The door closed. The short, ladder-like steps to the hallway below creaked once, and then all was still. Danglar did have on rubber-soled shoes. She sat upright, her hands, clenched now, pressed hard against her throbbing temples. It wasn't true! None of this was true--this hovel of a place, those jewels glinting like evil eyes in her lap; her existence itself wasn't true; it was only her brain now, sick like her soul, that conjured up these ugly phantoms with horrible, plausible ingenuity. And then an inner voice seemed to answer her with a calmness that was hideous in its finality. It was true. All of it was true.

Those words of Danglar, and their bald meaning, were true. Men did such things; men made in the image of their Maker did such things. They were going to kill a man to-night--an innocent man whom they had made their p.a.w.n.

She swept the jewels from her lap to the blanket, and rising, seized the candle, went to the door, looked out, and, holding the candle high above her head, peered down the stairs. Yes, he was gone. There was no one there.

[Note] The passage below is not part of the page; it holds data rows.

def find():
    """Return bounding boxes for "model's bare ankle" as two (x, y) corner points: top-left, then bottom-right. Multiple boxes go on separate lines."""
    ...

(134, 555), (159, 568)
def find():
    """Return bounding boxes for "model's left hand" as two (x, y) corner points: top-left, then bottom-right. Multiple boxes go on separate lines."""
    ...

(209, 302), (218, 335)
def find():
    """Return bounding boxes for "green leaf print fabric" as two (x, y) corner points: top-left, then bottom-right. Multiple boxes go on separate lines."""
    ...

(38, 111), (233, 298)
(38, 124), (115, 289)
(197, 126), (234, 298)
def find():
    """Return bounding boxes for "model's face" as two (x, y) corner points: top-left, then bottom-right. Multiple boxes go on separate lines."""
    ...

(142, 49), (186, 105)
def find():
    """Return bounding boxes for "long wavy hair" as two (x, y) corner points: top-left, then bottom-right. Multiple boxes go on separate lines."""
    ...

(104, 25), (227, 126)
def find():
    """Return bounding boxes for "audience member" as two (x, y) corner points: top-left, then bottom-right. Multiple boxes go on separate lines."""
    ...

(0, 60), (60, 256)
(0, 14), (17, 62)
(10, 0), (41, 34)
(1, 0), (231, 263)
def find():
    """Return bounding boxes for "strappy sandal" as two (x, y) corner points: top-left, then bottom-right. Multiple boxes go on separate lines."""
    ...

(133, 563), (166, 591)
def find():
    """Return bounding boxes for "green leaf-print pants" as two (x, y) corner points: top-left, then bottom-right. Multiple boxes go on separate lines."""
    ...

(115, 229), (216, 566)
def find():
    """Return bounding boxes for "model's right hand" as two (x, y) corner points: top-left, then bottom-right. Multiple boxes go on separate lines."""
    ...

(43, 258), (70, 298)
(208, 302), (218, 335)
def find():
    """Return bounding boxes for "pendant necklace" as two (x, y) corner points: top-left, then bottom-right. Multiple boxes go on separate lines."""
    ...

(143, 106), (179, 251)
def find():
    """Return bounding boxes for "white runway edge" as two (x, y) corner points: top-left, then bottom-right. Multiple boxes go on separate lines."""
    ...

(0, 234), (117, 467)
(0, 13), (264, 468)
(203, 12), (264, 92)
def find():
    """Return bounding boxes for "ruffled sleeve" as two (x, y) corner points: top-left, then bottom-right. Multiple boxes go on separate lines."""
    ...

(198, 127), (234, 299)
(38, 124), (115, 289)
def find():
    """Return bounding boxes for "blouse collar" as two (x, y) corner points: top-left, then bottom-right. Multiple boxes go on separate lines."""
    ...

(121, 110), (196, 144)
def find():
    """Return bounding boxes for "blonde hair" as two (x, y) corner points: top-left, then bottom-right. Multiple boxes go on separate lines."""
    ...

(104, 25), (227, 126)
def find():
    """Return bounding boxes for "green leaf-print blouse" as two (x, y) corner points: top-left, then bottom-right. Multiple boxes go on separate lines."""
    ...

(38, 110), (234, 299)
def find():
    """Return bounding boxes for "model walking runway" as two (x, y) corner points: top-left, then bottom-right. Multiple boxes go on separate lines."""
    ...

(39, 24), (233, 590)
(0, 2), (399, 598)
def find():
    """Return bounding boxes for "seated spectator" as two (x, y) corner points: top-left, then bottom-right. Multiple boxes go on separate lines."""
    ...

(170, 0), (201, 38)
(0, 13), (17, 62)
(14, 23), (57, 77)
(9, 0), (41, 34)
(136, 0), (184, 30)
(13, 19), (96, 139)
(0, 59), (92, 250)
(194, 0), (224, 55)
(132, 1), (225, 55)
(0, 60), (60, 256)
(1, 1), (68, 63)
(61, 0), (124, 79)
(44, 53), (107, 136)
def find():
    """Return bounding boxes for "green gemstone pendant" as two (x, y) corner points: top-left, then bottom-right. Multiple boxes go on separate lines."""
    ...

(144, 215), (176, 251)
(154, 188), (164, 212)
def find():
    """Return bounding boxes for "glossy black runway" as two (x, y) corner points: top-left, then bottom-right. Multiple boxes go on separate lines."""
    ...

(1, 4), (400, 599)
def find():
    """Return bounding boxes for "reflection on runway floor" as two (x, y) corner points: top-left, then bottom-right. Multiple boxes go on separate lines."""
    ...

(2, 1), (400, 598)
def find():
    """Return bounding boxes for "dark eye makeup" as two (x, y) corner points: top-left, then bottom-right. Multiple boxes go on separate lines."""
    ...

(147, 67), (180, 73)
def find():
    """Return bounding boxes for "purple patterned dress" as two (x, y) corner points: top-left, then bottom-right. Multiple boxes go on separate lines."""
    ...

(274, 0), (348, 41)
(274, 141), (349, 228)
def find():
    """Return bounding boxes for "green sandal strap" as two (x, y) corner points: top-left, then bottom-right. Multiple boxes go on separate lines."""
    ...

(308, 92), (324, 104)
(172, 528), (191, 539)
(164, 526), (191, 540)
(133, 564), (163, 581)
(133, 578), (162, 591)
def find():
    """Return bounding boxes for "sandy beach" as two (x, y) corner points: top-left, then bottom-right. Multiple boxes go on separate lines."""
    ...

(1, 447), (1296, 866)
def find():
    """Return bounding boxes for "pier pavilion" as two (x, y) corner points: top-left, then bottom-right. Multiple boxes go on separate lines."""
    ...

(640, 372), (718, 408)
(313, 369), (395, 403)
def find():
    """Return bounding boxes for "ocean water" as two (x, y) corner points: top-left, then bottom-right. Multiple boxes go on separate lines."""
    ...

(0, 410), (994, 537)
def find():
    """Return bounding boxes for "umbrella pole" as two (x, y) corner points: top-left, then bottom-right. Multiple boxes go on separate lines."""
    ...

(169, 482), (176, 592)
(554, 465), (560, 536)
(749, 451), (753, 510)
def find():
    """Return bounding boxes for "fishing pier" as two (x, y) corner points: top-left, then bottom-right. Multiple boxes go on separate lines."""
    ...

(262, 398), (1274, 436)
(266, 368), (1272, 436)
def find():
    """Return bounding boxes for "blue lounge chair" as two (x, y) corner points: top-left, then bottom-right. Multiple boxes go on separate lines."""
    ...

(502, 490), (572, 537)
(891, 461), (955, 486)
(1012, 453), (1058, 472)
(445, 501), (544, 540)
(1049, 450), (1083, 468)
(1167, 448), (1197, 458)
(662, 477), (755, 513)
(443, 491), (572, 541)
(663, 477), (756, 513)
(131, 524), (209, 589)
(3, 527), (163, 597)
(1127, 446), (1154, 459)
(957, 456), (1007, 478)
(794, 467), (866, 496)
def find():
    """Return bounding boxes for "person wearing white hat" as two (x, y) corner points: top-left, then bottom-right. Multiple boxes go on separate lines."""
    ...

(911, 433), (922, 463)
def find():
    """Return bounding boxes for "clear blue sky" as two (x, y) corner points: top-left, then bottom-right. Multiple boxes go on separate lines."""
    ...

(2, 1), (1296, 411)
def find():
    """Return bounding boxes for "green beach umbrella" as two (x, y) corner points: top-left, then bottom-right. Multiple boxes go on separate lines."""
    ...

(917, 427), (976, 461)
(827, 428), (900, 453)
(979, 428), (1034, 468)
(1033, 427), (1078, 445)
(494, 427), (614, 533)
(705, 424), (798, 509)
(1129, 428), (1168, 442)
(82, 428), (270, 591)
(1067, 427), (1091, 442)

She locked the door again, returned to the bed, set the candle down upon the chair, and stood there, her face white and drawn, staring with wide, tormented eyes about her. Murder. Danglar had spoken of it with inhuman callousness--and had laughed at it. They were going to take a man's life. And there was only herself, already driven to extremity, already with her own back against the wall in an effort to save herself, only herself to carry the burden of the responsibility of doing something-to save a man's life.

It seemed to plumb the depths of irony and mockery. She could not make a move as Gypsy Nan. It would only result in their turning upon her, of the discovery that she was not Gypsy Nan at all, of the almost certainty that it would cost her her own life without saving the Sparrow's. That way was closed to her from the start. As the White Moll, then? Outside there in the great city, every plain-clothes man, every policeman on every beat, was staring into every woman's face he met--searching for the White Moll.